SOUTH AFRICA: 'Enough is enough', says landless

September 5, 2001
Issue 

BY VONANI WA KA BILA

DURBAN — More than 3000 landless South Africans — women, farm workers, chiefs and young people — gathered on August 30 at the Roger Rovers Club for the International Landless People's Assembly, called by the newly formed Landless People's Movement (LPM).

Revolutionary songs reverberated as the "wretched of the Earth" toyi-toyed and hoisted flags and banners. They braved the cold weather as they worked to draft a landless people's charter.

The International Landless People's Assembly was timed to coincide with the World Conference Against Racism, Racial Discrimination, Xenophobia and Related Intolerance (WCAR).

"Phambili ngo mzabalazo wa mhlaba! Izwe lethu! (Bring back the land! Enough is enough!)", the people shouted, calling on President Thabo Mbeki and minister of land affairs Thoko Didiza to implement land reform. Around 85% of South Africa's land is still in the hands of the whites.

"Nako ya maburu i fedile, si zo thatha umhlaba wethu (The time of Boers has gone, we shall take back our land)", the agitated comrades continued shouting in the presence of Didiza.

Didiza was forced to commit herself to hosting a national land rights summit before the end of October to review land reform in South Africa.
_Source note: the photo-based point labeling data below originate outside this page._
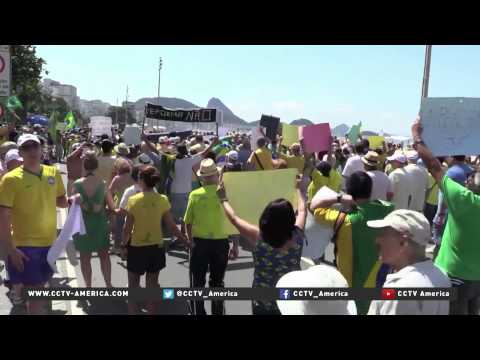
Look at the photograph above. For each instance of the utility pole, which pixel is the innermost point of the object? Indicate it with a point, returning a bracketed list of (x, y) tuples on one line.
[(426, 71)]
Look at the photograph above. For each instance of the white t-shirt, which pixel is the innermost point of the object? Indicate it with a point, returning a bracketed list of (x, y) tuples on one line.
[(420, 275), (352, 165), (420, 185), (128, 193), (402, 185), (381, 185), (182, 177)]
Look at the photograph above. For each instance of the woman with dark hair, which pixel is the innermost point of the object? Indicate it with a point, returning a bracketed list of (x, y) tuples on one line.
[(91, 192), (142, 242), (324, 175), (277, 243)]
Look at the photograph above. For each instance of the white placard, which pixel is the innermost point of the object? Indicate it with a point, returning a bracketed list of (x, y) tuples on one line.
[(5, 75), (132, 135)]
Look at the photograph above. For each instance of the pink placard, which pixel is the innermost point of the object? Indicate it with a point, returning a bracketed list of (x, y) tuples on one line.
[(316, 137)]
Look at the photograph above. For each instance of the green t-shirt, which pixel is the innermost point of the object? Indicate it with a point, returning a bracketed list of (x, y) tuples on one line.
[(205, 213), (459, 255)]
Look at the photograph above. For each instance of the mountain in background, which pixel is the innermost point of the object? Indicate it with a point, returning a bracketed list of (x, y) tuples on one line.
[(172, 103), (340, 130), (301, 122), (228, 116)]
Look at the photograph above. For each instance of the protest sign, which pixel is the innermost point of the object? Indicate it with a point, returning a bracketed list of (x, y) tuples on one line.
[(451, 125), (180, 115), (250, 192), (290, 134), (271, 124), (132, 135), (101, 125), (257, 133), (376, 142), (354, 133), (316, 138)]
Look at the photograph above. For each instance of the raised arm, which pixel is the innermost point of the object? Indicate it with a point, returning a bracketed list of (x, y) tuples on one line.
[(430, 161)]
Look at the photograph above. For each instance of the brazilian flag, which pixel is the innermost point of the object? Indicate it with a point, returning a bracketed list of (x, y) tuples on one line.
[(70, 121)]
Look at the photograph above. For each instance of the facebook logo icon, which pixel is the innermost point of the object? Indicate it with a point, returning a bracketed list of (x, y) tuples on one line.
[(284, 294)]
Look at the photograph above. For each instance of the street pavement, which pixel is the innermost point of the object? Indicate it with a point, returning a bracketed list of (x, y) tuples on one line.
[(239, 274)]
The summit will give priority to the demands of LPM.

The national chairperson of LPM and co-founder of the Northern Province Land Rights Coalition Ntate Mojapelo pointed out that South Africa is in its seventh year of democracy, but the people who voted for the African National Congress-led government still do not have land. He blamed the government's dismally slow pace of land reform on its neo-liberal policies that force the landless to pay for land.

"The government is not moving. We do not want to invade the land, but our government is forcing us to do so. Land reform must not be an endless song for the decade. [We need] our ancestral land to produce food and make a living", Mojapelo cried out to a roar of applause.
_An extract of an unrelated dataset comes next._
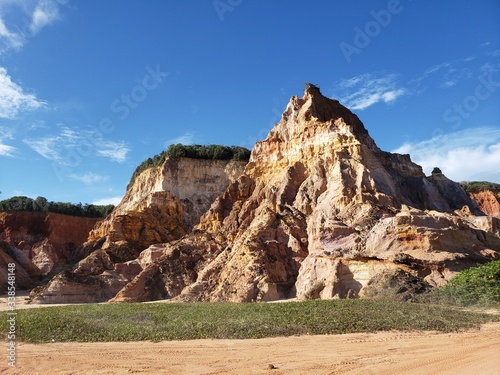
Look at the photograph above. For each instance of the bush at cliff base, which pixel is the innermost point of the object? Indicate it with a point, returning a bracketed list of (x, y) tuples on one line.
[(474, 286)]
In his address, Abie Dithlake, director of the South African National Non-Governmental Organisation catalogued the poverty that millions of South Africans, especially farm workers and rural people, still face today. He pointed out that the best strategy to eradicate poverty was to give the people land.

"Land is the tool that people need to defend themselves because racism is an economic construct."

Dithlake called on the ANC government to get its priorities right, to be accountable to the people and to apply appropriate policies that improve people's lives.

"Africa must rise and declare war against the forces of doom, the IMF and World Bank that force their policies on us", he declared.

Dithlake cautioned that continued development of manifestos and charters, while important, is not enough. "We need to find some constructive ways of addressing our problems."

Messages that called on the South African government to give people land came from Pan Africanist Congress and landless people's organisations across the world, including from Dalit people of India, the Aborigines of Australia, Palestine, the First Nations of North America, as well as representatives of landless movements from Latin America and a Zimbabwean organisation of landless women.

All participants in the assembly seemed to agree that the WCAR could never conquer racism without addressing the colonial and apartheid legacy of land dispossession.